Si Moïse fut Égyptien

VI

On nous reprochera, nous en sommes certains, d’être trop hardis dans notre reconstitution de l’histoire ancienne du peuple d’Israël et de témoigner d’une assurance excessive et injustifiée. Cette critique ne me paraîtra pas trop dure parce qu’elle trouve un écho dans mon propre jugement. Je sais bien que notre travail de reconstruction comporte des côtés faibles, mais il a aussi des côtés solides. En fin de compte ce sont les arguments en faveur de la continuation de nos recherches dans le même sens qui prévalent. Le texte biblique dont nous disposons contient des renseignements historiques utiles et même inestimables. Mais ces données historiques ont été, du fait d’influences tendancieuses puissantes, déformées et poétiquement enjolivées. Nos recherches actuelles nous ont permis de deviner la nature de l’une de ces tendances déformantes et cette découverte nous indique la voie à suivre tout en nous incitant à rechercher d’autres influences déformantes analogues. Si nous découvrons le moyen de reconnaître les déformations ainsi provoquées, nous parviendrons à mettre en lumière d’autres éléments de la vérité.

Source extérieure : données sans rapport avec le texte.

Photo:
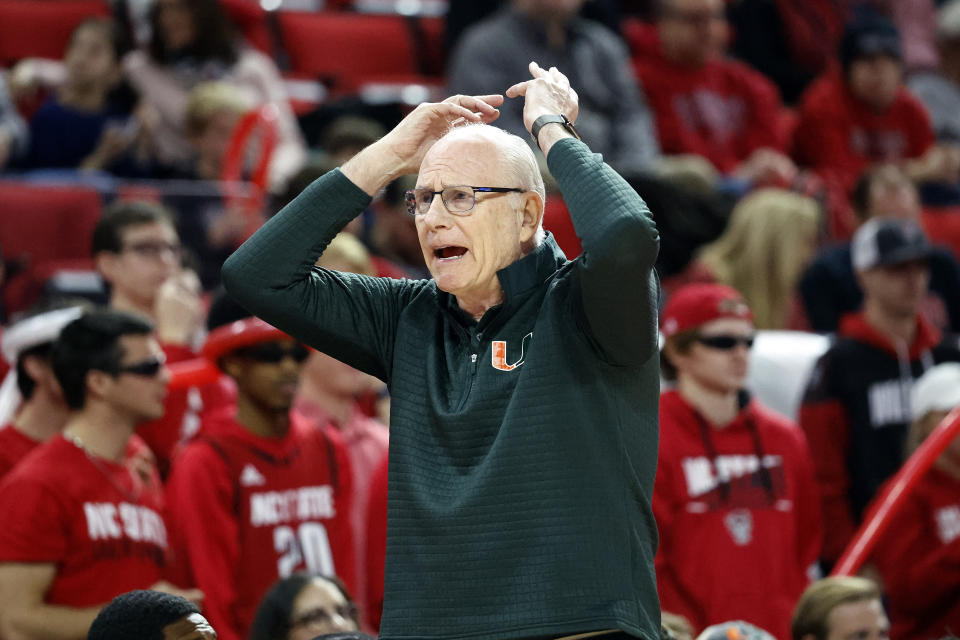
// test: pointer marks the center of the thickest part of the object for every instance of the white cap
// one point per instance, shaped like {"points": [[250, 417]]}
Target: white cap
{"points": [[936, 390]]}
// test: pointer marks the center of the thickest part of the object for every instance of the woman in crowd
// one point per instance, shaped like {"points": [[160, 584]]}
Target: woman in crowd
{"points": [[770, 239], [191, 43], [301, 607]]}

Voyons d’abord ce que nous apprend une étude critique de la Bible sur la façon dont fut écrit l’Hexateuque (les cinq livres de Moïse et le livre de Josué qui seuls nous intéressent ici) . C’est J., le jahviste, qui passe pour être la plus ancienne des sources et nombre de chercheurs modernes ont récemment reconnu en lui le prêtre Ebjatar, contemporain du roi David . Un peu plus tard, à une date qu’on n’a pu préciser, vient le prétendu Elohiste, qui appartient au nord du royaume . Après la destruction de ce royaume, en 722, un prêtre juif a réuni des parties de J et de E, en y apportant quelques additions. C’est sa compilation qu’on désigne par les lettres JE. Au VIIe siècle, vient s’y ajouter le Deutéronome, le cinquième livre dont l’ensemble fut censé avoir été alors retrouvé dans le Temple. C’est à l’époque qui suivit la destruction du temple (586), pendant l’exil et après le retour, qu’on situe la nouvelle version appelée « Code des prêtres » ; au Ve siècle, l’œuvre prend sa forme définitive et n’a depuis subi aucune modification notable .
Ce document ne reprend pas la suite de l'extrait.